Billionaire investor Warren Buffett is cautioning investors in his Berkshire Hathaway conglomerate not to expect the "eye-popping performance" of its past, due to a dearth of deals at attractive valuations. 

The handful of U.S. companies capable of truly moving the needle at Omaha, Nebraska-based Berkshire have already been picked over, and there are no meaningful acquisition targets outside the U.S., Buffett noted in his company annual shareholder letter, released on Saturday. 

But Berkshire is prepared to pounce should a large-scale opportunity arise, with its cash reserves rising to a record $167.6 billion in the fourth quarter. 

"By both luck and pluck, a few winners have emerged from a great many dozens of decisions. And we now have a small cadre of long-time managers who never muse about going elsewhere and who regard 65 as just another birthday," the 93-year-old Buffett said in his yearly missive, one of the most-read reports in business.

A fond farewell to Charlie

Buffett began with a reverential tribute to Charlie Munger, who died in November just 33 days shy of his 100th birthday.

"Charlie never sought to take credit for his role as creator but instead let me take the bows and receive the accolades," Buffett relayed of his longtime investing partner. "In reality, Charlie was the 'architect' of the present Berkshire, and I acted as the 'general contractor' to carry out the day-by-day construction of his vision."

Munger's relationship with the higher-profile Buffett was "part older brother, part loving father," stated Buffett. "Even when he knew he was right, he gave me the reins, and when I blundered he never — never — reminded me of my mistake." 

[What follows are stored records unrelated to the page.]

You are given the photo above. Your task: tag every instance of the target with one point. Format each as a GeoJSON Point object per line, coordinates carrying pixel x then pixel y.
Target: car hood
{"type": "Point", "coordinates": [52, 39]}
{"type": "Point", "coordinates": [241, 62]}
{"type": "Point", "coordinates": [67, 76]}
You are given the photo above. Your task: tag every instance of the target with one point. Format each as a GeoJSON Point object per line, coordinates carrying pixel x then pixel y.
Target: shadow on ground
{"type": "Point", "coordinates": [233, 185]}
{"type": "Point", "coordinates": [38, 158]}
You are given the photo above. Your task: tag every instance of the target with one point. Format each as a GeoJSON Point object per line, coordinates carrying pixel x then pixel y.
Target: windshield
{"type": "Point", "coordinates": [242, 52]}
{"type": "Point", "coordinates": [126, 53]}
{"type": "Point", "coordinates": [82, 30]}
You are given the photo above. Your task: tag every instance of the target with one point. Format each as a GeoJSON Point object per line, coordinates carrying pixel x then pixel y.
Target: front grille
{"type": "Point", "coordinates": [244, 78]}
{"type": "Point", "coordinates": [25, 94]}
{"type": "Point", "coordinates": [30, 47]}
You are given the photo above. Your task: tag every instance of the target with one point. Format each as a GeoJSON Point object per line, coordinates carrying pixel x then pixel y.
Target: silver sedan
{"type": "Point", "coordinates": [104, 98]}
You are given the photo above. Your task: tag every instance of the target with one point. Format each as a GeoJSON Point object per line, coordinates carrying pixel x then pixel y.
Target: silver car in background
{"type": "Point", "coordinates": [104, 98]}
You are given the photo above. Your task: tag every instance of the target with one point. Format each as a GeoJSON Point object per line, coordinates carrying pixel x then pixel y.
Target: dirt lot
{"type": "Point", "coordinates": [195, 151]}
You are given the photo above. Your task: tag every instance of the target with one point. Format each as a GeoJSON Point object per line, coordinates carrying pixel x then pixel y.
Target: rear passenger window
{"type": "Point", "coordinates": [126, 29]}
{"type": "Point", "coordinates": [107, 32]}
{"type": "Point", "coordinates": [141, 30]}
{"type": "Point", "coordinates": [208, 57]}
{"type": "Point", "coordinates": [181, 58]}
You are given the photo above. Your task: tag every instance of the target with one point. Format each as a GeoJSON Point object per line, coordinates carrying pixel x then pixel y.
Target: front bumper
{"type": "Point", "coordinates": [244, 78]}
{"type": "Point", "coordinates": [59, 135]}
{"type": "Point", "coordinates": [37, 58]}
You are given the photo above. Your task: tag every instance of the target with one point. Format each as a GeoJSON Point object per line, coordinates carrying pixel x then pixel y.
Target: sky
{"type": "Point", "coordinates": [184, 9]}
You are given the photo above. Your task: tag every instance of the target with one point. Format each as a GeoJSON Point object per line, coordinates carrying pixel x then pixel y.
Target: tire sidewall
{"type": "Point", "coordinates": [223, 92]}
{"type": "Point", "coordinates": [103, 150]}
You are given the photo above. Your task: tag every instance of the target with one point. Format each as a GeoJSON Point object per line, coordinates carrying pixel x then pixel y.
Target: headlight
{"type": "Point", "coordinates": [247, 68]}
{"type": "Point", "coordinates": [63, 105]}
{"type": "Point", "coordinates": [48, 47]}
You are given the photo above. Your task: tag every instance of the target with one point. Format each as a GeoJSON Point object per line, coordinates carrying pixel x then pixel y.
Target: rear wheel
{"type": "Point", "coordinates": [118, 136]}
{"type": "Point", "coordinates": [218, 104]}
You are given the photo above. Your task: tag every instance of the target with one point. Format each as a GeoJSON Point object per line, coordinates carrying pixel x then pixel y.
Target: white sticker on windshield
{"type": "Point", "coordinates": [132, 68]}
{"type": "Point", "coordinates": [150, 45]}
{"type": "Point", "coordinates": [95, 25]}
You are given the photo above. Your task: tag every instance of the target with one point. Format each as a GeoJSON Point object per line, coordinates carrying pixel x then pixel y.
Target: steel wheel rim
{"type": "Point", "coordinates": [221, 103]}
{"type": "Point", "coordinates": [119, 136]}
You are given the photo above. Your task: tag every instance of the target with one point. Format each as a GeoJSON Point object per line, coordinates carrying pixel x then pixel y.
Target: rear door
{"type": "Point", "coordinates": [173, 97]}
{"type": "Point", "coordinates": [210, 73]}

Born and raised in Omaha, the elder Munger lived most of his life elsewhere, deciding three years after meeting Buffett that he should take up money management, at 38 years of age, Buffett wrote.

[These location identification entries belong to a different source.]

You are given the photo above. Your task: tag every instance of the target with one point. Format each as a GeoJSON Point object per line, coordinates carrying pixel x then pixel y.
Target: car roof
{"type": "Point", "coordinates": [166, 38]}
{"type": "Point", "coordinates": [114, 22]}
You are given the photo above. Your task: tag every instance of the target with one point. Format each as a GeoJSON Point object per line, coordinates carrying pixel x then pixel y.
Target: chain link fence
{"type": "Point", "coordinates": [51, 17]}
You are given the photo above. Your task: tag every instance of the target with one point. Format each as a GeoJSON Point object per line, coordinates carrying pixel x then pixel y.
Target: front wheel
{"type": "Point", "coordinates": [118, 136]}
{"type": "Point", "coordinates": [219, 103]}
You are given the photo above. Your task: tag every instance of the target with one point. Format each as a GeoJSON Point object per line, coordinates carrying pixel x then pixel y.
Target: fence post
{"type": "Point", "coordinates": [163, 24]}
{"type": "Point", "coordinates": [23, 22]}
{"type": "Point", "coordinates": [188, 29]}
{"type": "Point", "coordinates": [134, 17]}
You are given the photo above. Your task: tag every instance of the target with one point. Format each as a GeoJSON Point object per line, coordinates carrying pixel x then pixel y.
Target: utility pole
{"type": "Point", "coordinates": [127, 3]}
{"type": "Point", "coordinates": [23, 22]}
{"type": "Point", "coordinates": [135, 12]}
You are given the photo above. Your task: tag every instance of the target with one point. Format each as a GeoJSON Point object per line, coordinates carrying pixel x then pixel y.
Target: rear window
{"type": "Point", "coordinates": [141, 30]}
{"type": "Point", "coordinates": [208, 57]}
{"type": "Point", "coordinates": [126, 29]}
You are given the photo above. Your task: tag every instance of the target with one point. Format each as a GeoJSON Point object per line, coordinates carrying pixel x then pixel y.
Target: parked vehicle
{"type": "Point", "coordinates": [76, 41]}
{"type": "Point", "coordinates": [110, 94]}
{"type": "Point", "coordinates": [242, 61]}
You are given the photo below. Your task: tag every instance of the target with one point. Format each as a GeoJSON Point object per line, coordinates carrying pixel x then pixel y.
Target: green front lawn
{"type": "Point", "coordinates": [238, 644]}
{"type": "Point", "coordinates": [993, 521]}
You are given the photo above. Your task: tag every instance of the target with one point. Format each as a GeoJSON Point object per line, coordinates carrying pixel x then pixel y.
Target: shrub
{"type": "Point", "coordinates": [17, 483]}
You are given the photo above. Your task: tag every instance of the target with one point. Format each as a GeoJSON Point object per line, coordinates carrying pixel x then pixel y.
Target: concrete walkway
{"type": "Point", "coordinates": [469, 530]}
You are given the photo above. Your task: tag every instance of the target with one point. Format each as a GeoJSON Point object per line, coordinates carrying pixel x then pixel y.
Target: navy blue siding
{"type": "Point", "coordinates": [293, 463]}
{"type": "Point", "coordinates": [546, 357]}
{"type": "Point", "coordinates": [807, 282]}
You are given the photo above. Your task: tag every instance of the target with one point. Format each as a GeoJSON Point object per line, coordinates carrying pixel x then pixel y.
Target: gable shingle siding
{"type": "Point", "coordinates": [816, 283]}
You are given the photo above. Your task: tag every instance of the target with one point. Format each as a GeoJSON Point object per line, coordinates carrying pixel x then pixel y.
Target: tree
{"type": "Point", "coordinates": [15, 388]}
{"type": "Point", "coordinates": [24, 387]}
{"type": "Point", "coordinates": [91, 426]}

Three year later, in 1965, Munger told Buffett he'd erred in buying control of Berkshire, but since the deal was done, he advised him to add to Berkshire "wonderful businesses purchased at fair prices and give up buying fair businesses at wonderful prices. In other words, abandon everything you learned," recalled Buffett, who followed Munger's instructions. 

Ready and able

Berkshire's already established succession plan calls for vice chairman Greg Abel to replace Buffett as CEO and two other investment managers to take charge of its stock portfolio. In charge of Berkshire's noninsurance businesses since 2018, Abel "in all respects is ready to be CEO of Berkshire tomorrow," Buffett wrote. 

Born and raised in Canada, Abel lived in Omaha for six years in the 1990s, just a few blocks from Buffett. During that time, the two had never met, according to Buffett. 

Insurance up, utilities down

Berkshire's insurance businesses fared well last year thanks in part to the rising prices in property-casualty coverage, the core of Berkshire's well-being and growth, Buffett noted. "We have been in the business for 57 years and despite our nearly 5,000-fold increase in volume — from $17 million to $83 million — we have much room to grow." 

The same can not be said for Berkshire Hathaway Energy, or BHE, a collection of energy businesses, according to the Oracle of Omaha.

The regulatory environment and climate change is making it difficult to project earnings and asset values in utilities, formerly among the most stable industries, he noted. 

Losses stemming from forest fire-related costs are likely to get worse as climate change increases the frequency and intensity of the blazes that have left some utilities facing a dicey future. 

Keeping and increasing: Occidental, Japanese trade

Buffett intends to retain Berkshire's nearly 30% stake of Occidental Petroleum "indefinitely" but has no plans to own or run the company. He cited Occidental's "vast oil and gas holdings in the United States," and leadership in carbon-capture initiatives as in the nation's interest. 

He also hiked Berkshire's stake in five large Japanese trading houses, saying all "follow shareholder-friendly policies that are much superior to those customarily practiced in the U.S." 

Berkshire now owns about 9% in Itochu, Marubeni, Mitsubishi, Mitsui and Sumitomo, after increasing its holdings following a trip by Buffett and Abel last year to Tokyo to talk with their managements. All have been "far less aggressive about their own compensation than is typical in the United States," Buffett added.